The focus, he decided, would be Blue Nun, a wine that blended riesling and other white grapes, including Müller-Thurgau, silvaner and gewürztraminer. It was called liebfraumilch, meaning the milk of the Holy Mother, a generic term for Rhine wine.
Mr. Sichel traveled around the world promoting the wine and arranged print, radio and TV advertising. A particularly memorable series of radio ads in the 1970s employed a young comedy team, Jerry Stiller and Anne Meara, touting Blue Nun as “the wine that’s correct with any dish.”
Mr. Sichel tried to repeat his success with other branded wines. Wan Fu was a slightly sweet wine intended to go with Chinese food: “To eat Chinese without Wan Fu is to eat with but one chopstick,” the slogan went. It was moderately successful, Mr. Sichel said. Others, like My Cousin’s Claret, a basic Bordeaux, and Après Ski, a mulled wine, were not.
By the late 1980s, as the world’s appetite for wine increased, interest in branded wines like Blue Nun waned. To an aspirational audience, varietal wines like chardonnay and cabernet sauvignon seemed more sophisticated. Mr. Sichel sold off the American company in 1995.

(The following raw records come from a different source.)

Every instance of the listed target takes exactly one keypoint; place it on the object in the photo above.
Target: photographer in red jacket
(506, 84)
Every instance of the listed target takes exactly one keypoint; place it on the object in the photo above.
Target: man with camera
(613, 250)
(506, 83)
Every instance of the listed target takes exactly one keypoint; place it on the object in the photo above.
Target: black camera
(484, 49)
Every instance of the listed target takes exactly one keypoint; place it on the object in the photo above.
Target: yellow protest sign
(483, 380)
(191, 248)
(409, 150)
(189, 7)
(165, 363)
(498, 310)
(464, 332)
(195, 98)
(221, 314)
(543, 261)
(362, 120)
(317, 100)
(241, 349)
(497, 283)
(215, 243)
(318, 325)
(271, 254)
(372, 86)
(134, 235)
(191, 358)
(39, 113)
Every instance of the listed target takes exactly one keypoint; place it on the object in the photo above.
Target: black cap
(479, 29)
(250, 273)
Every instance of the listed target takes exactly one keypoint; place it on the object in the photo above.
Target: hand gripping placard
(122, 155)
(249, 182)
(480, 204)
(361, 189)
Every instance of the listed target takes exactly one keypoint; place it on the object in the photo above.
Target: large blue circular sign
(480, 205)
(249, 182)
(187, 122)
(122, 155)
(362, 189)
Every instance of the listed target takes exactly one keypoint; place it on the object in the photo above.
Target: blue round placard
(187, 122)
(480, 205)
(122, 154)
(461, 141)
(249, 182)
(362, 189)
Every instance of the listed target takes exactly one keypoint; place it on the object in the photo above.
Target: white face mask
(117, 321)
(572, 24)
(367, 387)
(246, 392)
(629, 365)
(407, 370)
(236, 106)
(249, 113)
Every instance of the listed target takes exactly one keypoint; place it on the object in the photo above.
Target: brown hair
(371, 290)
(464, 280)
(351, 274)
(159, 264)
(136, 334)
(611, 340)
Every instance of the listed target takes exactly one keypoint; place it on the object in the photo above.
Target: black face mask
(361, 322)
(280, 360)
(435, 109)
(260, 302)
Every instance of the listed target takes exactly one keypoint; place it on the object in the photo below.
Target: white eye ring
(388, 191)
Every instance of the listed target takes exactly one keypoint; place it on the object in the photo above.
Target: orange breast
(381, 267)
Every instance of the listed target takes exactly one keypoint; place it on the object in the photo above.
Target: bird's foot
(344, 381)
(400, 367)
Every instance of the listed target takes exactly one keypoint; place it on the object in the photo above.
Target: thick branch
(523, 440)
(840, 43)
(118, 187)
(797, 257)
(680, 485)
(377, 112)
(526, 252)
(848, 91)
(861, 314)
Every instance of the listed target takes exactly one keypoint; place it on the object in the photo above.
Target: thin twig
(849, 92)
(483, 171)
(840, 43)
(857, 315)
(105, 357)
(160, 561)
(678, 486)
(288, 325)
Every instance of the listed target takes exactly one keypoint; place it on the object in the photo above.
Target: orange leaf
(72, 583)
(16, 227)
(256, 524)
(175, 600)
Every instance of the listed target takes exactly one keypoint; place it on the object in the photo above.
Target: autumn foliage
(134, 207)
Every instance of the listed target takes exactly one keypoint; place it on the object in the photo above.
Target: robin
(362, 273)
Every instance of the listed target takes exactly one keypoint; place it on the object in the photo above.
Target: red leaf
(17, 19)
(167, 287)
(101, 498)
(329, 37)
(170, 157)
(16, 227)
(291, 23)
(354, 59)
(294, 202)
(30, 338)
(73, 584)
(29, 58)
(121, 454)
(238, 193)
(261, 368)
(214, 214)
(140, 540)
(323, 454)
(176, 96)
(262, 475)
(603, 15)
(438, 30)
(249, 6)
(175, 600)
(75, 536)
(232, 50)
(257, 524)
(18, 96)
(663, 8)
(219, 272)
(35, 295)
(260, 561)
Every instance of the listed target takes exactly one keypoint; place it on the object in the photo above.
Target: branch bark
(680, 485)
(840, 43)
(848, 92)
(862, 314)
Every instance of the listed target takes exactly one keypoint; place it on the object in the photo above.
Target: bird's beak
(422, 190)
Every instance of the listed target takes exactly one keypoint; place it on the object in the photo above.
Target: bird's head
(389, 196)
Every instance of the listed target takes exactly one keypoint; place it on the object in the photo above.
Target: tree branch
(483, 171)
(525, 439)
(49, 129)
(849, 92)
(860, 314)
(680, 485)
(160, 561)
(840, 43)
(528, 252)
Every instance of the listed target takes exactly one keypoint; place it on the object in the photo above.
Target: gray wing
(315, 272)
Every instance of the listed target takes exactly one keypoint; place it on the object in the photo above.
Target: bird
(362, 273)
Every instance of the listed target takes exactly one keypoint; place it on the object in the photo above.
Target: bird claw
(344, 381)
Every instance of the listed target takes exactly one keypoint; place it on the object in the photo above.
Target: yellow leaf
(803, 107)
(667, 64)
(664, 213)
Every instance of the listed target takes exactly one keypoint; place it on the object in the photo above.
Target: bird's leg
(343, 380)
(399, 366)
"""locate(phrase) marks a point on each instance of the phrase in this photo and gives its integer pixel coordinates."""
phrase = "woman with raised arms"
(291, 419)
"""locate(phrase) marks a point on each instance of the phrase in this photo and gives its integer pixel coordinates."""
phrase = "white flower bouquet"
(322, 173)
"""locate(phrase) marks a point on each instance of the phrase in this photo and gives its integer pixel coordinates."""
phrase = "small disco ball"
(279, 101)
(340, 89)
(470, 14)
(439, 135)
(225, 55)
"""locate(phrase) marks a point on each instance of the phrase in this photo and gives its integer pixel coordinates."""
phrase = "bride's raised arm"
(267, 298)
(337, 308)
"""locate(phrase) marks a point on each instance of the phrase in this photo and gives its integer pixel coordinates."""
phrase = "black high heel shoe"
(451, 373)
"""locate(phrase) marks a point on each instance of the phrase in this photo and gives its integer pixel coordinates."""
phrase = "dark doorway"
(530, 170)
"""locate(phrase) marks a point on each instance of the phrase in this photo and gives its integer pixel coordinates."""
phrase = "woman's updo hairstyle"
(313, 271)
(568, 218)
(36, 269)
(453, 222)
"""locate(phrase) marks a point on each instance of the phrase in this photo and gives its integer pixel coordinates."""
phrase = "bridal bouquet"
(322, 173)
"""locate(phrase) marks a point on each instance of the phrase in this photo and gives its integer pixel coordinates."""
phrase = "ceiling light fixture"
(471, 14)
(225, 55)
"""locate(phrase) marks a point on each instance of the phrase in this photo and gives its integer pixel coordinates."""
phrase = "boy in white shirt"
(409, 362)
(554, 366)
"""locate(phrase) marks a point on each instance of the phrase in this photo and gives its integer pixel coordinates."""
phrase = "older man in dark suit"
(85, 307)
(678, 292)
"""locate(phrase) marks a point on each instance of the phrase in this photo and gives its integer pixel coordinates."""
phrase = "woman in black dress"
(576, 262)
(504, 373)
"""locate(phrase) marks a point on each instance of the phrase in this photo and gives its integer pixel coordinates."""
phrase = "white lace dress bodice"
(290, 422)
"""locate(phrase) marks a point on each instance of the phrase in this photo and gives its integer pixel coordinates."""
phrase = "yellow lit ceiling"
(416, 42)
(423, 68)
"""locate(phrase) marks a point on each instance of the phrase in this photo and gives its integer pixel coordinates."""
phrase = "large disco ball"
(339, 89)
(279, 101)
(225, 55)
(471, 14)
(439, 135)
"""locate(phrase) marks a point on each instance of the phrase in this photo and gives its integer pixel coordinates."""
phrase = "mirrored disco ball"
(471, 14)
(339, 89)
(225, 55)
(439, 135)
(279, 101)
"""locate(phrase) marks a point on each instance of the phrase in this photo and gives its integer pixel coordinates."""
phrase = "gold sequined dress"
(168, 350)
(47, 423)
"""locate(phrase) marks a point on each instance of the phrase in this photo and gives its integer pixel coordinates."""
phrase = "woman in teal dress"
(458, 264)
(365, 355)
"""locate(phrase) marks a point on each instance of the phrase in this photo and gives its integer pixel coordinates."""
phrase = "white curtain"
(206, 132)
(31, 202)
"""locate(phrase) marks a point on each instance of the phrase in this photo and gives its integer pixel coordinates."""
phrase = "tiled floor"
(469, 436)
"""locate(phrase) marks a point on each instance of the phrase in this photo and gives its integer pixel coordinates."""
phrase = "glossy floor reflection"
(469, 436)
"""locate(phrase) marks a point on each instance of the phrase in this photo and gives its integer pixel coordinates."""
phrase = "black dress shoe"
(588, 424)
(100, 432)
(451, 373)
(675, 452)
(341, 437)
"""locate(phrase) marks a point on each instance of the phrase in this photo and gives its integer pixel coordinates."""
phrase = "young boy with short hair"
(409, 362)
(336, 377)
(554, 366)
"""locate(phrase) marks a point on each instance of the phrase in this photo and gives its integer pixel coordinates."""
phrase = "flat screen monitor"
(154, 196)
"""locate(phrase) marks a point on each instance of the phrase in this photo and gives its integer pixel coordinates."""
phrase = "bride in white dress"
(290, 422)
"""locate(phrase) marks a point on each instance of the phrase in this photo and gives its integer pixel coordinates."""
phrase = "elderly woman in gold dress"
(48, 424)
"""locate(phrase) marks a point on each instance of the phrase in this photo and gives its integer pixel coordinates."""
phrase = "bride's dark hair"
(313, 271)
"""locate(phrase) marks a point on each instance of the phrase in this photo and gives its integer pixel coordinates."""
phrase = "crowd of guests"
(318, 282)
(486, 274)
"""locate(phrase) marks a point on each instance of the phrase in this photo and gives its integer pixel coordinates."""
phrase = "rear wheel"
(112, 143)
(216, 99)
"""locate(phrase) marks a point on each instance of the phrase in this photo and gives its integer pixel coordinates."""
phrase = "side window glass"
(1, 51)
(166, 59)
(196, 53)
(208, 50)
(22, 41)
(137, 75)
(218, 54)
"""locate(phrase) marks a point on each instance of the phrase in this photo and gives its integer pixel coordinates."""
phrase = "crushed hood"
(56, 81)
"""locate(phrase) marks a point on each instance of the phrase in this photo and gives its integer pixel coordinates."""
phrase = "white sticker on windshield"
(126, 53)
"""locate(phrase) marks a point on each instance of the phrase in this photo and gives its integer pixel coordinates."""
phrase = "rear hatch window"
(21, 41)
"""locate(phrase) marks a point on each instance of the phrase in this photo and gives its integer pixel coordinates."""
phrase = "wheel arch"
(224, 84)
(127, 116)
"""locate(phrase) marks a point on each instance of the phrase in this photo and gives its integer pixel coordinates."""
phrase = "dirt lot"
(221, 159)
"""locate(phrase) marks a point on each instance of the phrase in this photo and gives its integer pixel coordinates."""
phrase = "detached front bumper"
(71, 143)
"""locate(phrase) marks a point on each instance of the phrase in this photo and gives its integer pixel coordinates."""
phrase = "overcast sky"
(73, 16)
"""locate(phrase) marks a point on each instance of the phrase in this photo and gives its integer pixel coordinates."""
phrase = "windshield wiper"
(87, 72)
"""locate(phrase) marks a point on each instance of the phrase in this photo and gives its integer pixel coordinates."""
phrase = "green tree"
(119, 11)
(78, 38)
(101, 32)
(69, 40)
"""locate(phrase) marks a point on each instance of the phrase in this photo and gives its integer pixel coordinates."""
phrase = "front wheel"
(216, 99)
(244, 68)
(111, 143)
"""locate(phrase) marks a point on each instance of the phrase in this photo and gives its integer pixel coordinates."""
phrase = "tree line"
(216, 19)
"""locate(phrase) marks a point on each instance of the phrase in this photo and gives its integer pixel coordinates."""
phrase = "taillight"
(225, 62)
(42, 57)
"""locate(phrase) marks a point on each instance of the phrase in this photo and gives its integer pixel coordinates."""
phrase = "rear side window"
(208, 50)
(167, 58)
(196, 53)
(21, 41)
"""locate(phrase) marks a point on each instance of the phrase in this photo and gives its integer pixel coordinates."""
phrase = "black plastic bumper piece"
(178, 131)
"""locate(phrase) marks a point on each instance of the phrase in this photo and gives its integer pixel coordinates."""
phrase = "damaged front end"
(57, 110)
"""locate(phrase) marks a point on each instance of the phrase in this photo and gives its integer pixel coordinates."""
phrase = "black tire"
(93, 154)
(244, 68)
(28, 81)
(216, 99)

In 1971, he used his contacts in Bordeaux, including his cousin Peter Allan Sichel, an owner of several chateaus, to put together a group of investors to buy Château Fourcas Hosten, an underperforming Bordeaux producer in Listrac. By the 1980s, Fourcas was in financial trouble, and Mr. Sichel invested personally, taking charge of the company; soon he was improving and modernizing equipment and renovating the château. He sold the company in 2006, as his children were not interested in the wine business.
When he left the C.I.A., his colleagues there had insisted that as a wine merchant he would never find the passion for the work that he had experienced in intelligence, and that sooner or later he would be back.
In “The Last Spy,’’ his wife, Stella, recalled how high-ranking C.I.A. officials would ask her, “When is Peter coming back?”
“They didn’t think he would survive outside,” she said. “He might not have survived if he had not fallen immediately into his new passion, which was the wine business.”